Le tout est légitimé par un discours qui rend les « migrants » suspects, voire les criminalise ouvertement, notamment par des attaques moralisatrices. Ainsi, un langage d’extrême droite sur les « ankerkinderen », littéralement des enfants qui permettent de s’ “ancrer” en Belgique, ou les « bébés-papiers » cherche à imposer l’image de mauvais parents ne méritant aucun droit.

Ce n’est pas nouveau. Le gouvernement flamand précédent – à l’instigation du Vlaams Belang – a déjà réduit de manière drastique les allocations familiales et les aides à l’étude pour les mineurs non accompagnés : cela provoquait soi-disant un “appel d’air” selon les ministres flamands Somers et Crevits de l’époque.

On observe également aujourd’hui des menaces de réincarcérer des enfants en centre fermé. Tandis que la loi sur les visites domiciliaires, bloquée en 2018 par la pression populaire, devient réalité, permettant l’intrusion au domicile de personnes hébergeant des sans papiers sous prétexte de poursuites pénales, mais aussi via la notion floue d’« ordre public ».

Des mesures qui remontent le courant : de la stigmatisation des plus faibles à une politique de redistribution inversée vers les plus forts.

 Cette politique d’« inclusion différentielle », qui hiérarchise les citoyens en fonction de leur statut résidentiel et de séjour, fait de l’État-providence universel et du traitement égal de chaque citoyen un rêve lointain. Comment demander à celles et ceux dont on piétine ainsi les droits de contribuer encore à un tel État social ?

Le coût social de cette répression à l’égard des migrants est toutefois compensé psychologiquement : les groupes qui se sentent moins visés y trouvent un gain imaginaire, censé compenser les coups socio-économiques plus rudes qui frappent d’autres catégories.

Cela correspond à ce que des sociologues comme David Roediger et W.E.B. Du Bois ont écrit sur les « salaires psychologiques » dans les États-Unis racistes d’avant le mouvement des droits civiques.
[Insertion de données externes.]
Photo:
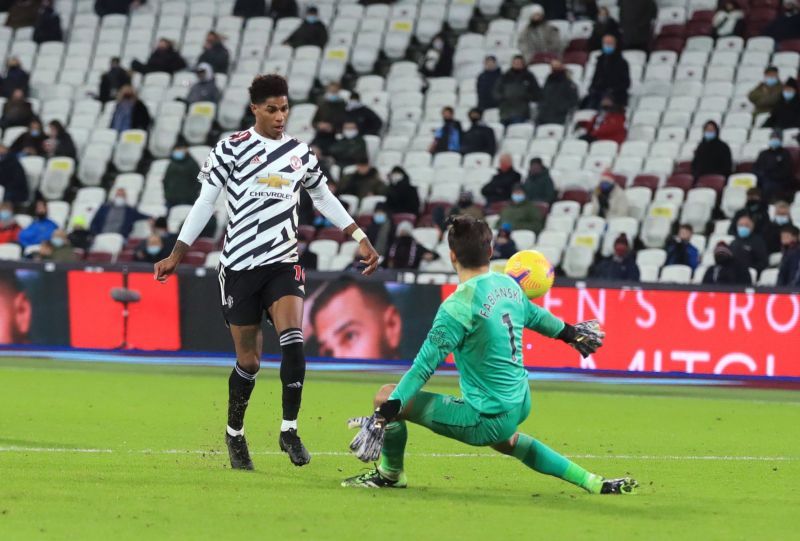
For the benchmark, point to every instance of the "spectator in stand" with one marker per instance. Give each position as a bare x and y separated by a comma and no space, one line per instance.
726,269
786,113
538,184
30,143
499,187
331,108
749,247
163,58
116,216
636,19
448,137
713,155
16,78
775,170
205,89
311,31
215,54
486,82
514,91
608,200
17,111
180,179
766,95
401,196
607,125
611,76
681,251
115,78
9,228
604,26
728,20
368,122
619,266
479,137
539,37
521,213
41,229
789,271
364,181
559,96
130,112
59,142
351,148
438,58
48,24
250,8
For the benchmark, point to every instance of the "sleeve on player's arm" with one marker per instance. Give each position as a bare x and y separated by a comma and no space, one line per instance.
542,321
445,335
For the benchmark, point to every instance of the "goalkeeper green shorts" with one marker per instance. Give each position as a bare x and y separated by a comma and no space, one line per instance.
452,417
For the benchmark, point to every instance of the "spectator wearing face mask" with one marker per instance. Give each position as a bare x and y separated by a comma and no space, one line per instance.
789,271
727,270
620,266
499,187
681,251
713,155
116,216
401,196
786,113
41,229
766,95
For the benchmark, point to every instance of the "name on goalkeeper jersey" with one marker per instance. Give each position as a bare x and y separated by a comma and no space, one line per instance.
496,294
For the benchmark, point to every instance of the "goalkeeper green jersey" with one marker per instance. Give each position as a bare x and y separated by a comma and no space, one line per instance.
481,323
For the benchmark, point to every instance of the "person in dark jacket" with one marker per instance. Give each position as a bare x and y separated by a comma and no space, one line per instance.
180,179
115,78
559,96
620,266
515,91
486,82
48,24
611,76
13,178
479,137
215,54
163,58
713,155
311,31
401,196
726,270
368,122
636,20
500,186
130,113
775,170
448,137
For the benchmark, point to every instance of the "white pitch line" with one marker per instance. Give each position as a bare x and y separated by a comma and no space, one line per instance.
721,458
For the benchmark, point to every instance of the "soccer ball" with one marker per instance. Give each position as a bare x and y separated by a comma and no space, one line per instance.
532,271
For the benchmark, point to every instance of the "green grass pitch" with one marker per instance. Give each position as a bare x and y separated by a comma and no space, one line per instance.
119,452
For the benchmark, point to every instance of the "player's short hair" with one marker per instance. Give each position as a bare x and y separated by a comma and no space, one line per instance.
268,86
471,241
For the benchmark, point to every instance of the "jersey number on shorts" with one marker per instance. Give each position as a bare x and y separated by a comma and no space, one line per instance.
510,325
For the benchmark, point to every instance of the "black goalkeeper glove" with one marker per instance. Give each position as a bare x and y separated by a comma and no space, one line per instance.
586,337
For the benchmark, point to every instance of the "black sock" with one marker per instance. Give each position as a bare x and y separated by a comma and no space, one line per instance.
240,385
293,372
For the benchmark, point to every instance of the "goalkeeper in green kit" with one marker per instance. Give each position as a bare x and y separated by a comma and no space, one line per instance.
481,323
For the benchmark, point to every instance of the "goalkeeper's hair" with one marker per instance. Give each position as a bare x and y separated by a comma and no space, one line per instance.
268,86
471,240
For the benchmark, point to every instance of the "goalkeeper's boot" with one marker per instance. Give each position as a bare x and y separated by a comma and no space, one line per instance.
290,444
624,485
374,479
238,453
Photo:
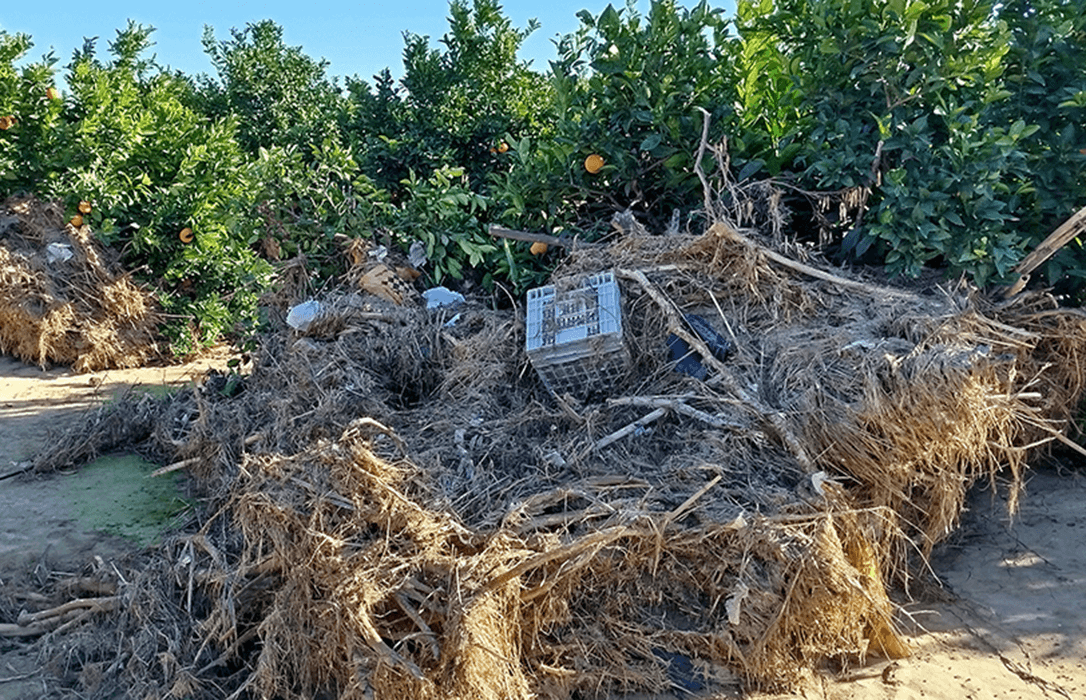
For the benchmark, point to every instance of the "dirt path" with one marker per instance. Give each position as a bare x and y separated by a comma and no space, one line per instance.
1010,624
42,534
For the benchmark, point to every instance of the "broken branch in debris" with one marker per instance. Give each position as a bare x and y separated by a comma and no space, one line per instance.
59,618
1070,229
622,432
497,231
676,326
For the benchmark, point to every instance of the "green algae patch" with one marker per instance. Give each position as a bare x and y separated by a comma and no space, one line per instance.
116,495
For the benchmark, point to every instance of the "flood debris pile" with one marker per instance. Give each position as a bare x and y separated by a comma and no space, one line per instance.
395,507
62,301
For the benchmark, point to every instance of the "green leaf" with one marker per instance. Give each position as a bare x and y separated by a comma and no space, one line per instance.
651,142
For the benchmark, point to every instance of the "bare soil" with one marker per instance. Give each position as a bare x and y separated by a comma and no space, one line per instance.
1008,622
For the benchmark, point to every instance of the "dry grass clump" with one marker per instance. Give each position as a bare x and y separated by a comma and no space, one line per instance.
398,509
81,310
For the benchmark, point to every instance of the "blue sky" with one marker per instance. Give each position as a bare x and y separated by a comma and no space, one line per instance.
355,38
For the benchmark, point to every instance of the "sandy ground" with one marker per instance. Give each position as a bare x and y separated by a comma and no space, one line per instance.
1009,621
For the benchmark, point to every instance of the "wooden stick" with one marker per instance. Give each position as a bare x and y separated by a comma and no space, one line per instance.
175,467
676,326
101,605
678,406
388,654
9,630
499,231
826,277
690,501
417,619
602,537
622,432
1070,229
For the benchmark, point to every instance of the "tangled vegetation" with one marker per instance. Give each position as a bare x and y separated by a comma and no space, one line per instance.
914,134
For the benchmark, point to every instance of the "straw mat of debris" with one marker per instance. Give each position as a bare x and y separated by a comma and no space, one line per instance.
61,301
394,507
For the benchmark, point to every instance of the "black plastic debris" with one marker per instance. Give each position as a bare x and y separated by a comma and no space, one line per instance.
681,671
686,360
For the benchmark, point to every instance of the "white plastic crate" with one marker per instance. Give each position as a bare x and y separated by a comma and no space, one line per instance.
575,336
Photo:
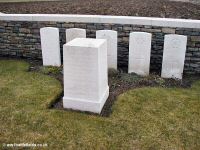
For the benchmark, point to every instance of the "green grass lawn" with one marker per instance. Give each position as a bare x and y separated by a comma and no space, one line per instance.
144,118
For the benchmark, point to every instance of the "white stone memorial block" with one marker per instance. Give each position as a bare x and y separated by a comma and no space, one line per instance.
174,56
111,37
85,74
73,33
139,53
50,46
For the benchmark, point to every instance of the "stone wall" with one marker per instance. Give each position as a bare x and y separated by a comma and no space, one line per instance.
22,39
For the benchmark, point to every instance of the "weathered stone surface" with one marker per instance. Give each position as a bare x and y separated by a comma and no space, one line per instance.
174,56
75,33
50,46
12,29
85,74
195,38
111,37
139,53
168,30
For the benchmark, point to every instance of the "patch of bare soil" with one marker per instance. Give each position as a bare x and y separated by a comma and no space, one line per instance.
147,8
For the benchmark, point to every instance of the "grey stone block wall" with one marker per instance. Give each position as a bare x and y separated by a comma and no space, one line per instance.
22,39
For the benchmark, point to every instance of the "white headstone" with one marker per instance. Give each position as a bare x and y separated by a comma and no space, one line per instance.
111,37
85,74
50,44
73,33
139,53
174,56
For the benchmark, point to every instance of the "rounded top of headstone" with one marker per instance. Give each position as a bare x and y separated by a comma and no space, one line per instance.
86,42
141,33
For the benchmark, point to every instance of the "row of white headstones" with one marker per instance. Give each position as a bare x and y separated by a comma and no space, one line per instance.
86,62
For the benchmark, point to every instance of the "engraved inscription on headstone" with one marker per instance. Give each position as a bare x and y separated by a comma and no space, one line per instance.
111,37
139,53
50,46
73,33
174,56
85,74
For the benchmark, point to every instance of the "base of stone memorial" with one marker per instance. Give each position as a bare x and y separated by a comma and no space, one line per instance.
86,105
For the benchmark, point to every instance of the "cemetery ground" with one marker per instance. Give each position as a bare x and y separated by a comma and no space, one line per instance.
154,113
146,8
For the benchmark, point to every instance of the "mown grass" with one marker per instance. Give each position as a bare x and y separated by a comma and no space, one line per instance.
144,118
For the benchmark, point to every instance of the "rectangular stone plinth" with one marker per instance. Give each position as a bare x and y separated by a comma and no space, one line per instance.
50,46
85,74
174,56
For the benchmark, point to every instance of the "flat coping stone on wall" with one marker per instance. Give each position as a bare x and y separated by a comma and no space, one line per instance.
151,21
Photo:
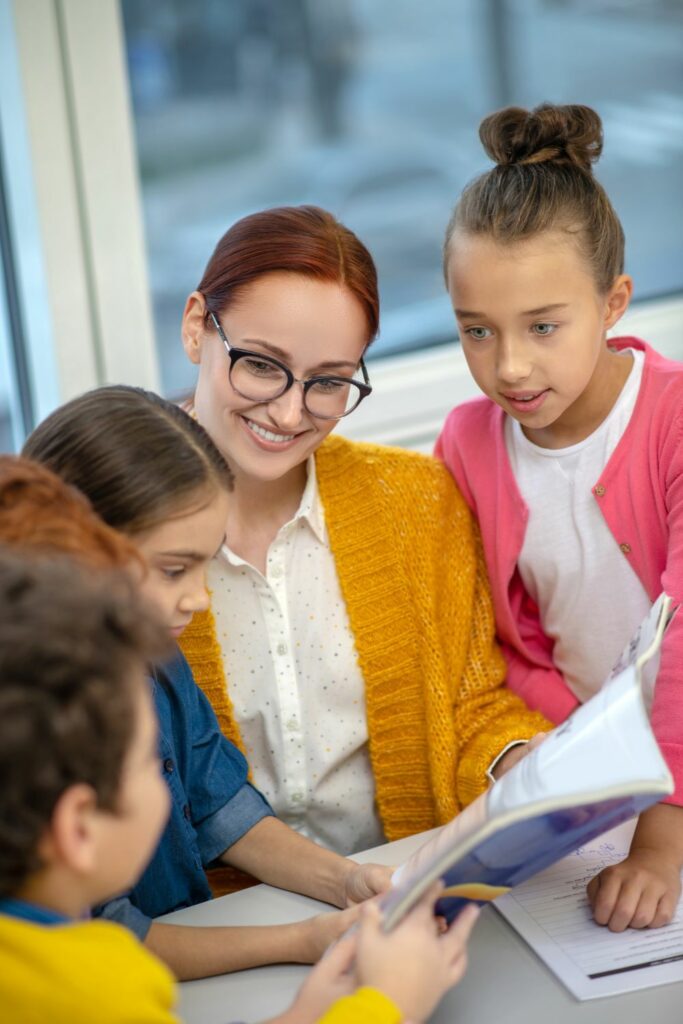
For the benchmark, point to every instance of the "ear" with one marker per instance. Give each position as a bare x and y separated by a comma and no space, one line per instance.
617,299
71,839
194,328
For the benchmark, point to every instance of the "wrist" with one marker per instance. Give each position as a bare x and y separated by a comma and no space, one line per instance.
305,941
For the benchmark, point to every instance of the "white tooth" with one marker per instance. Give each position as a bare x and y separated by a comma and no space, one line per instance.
267,434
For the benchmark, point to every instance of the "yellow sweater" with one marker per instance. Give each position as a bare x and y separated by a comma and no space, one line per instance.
413,577
79,973
97,971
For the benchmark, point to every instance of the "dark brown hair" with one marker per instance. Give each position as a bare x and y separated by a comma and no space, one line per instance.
543,181
41,514
74,646
301,240
140,460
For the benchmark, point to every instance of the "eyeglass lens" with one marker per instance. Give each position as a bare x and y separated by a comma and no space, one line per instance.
261,380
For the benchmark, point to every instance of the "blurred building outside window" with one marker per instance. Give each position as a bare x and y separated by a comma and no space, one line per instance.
370,109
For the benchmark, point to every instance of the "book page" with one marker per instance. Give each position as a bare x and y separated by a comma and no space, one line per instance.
552,913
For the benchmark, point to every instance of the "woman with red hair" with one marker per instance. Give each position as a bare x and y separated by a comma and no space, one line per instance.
349,647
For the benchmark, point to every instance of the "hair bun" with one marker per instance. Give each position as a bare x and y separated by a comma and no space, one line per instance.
570,134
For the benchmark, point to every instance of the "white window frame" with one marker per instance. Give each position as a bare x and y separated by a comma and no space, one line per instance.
82,146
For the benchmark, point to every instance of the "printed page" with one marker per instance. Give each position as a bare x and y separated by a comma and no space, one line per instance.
571,759
551,912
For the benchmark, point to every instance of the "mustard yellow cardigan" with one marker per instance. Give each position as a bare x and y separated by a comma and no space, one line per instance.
413,576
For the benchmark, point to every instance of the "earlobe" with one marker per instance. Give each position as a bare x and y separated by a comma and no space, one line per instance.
193,327
619,298
71,840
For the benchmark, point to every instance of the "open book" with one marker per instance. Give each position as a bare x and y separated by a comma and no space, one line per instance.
595,770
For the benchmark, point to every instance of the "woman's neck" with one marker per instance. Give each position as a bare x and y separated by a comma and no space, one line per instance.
259,509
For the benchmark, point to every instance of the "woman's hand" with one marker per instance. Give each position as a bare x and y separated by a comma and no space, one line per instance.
366,881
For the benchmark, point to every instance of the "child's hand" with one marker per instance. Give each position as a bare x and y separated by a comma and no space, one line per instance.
643,890
366,881
416,963
329,981
640,892
322,931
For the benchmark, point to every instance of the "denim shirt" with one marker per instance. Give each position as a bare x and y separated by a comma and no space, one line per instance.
212,804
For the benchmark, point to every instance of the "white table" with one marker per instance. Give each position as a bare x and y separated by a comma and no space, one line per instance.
505,982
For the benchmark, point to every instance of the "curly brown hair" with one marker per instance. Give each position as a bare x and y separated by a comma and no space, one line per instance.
42,514
74,646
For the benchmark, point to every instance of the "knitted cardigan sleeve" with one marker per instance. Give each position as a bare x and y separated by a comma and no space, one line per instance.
484,714
413,574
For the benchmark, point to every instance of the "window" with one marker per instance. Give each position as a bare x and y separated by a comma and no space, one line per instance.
370,108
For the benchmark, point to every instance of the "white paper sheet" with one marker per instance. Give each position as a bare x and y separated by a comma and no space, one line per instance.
552,914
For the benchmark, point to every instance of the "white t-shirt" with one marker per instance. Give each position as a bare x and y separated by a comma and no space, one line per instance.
295,682
589,597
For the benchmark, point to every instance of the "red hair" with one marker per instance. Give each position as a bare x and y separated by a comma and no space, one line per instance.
300,240
41,514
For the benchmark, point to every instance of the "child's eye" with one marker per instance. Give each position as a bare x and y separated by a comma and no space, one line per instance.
173,573
543,330
478,333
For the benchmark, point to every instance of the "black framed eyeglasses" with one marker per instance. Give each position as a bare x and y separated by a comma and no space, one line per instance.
261,378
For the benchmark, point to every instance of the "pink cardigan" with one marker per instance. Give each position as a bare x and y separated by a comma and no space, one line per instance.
640,495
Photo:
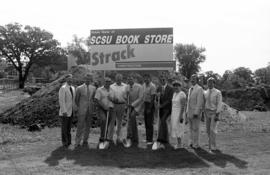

Appliqué à la situation actuelle, le « salaire psychologique » revient à ceci : même si l’on est opprimé et/ou exploité en tant que travailleur blanc, le fait de partager sa blancheur (ou son statut d’autochtone) avec les élites économiques et politiques entraîne une désolidarisation sur des lignes de fracture ethniques ou raciales vis-à-vis des travailleurs issus de l’immigration. En somme : au lieu de s’unir sur une base de classe, on se divise sur des lignes raciales ou ethniques. Autrement dit, on ne s’en prend pas aux dominants.

Reste à voir dans quelle mesure ce ressentiment de la population blanche, alimenté par l’acharnement contre d’autres minorités, s’éteindra quand “les gens qui se lèvent tôt” découvriront que le gouvernement Arizona ne rechigne pas à puiser aussi dans leurs poches et à prendre des mesures qui les touchent durement.

Il est évident que le gouvernement Arizona organise une redistribution inversée entre le travail et le capital. Son récit correspond parfaitement à ce que David Harvey nommait « accumulation par dépossession ». Au-delà de l’exploitation de la force de travail, des profits sont dégagés par la réduction des droits via des économies massives, principalement – mais pas exclusivement – sur les pensions.

Il devient de plus en plus évident que de nombreux citoyens qui se croyaient dans la partie supérieure de la rivière luttent désormais pour garder la tête hors de l’eau.

Le salaire différé via les cotisations sociales des travailleurs est systématiquement « siphonné » et réinterprété dans une logique politique de « rareté » et d’« insoutenabilité des dépenses sociales ». Les jobs étudiants quasi non imposés et la mise en avant des flexijobs aggravent encore le déficit futur de la sécurité sociale. Il devient de plus en plus évident que de nombreux citoyens qui se croyaient dans la partie supérieure de la rivière, luttent désormais pour garder la tête hors de l’eau.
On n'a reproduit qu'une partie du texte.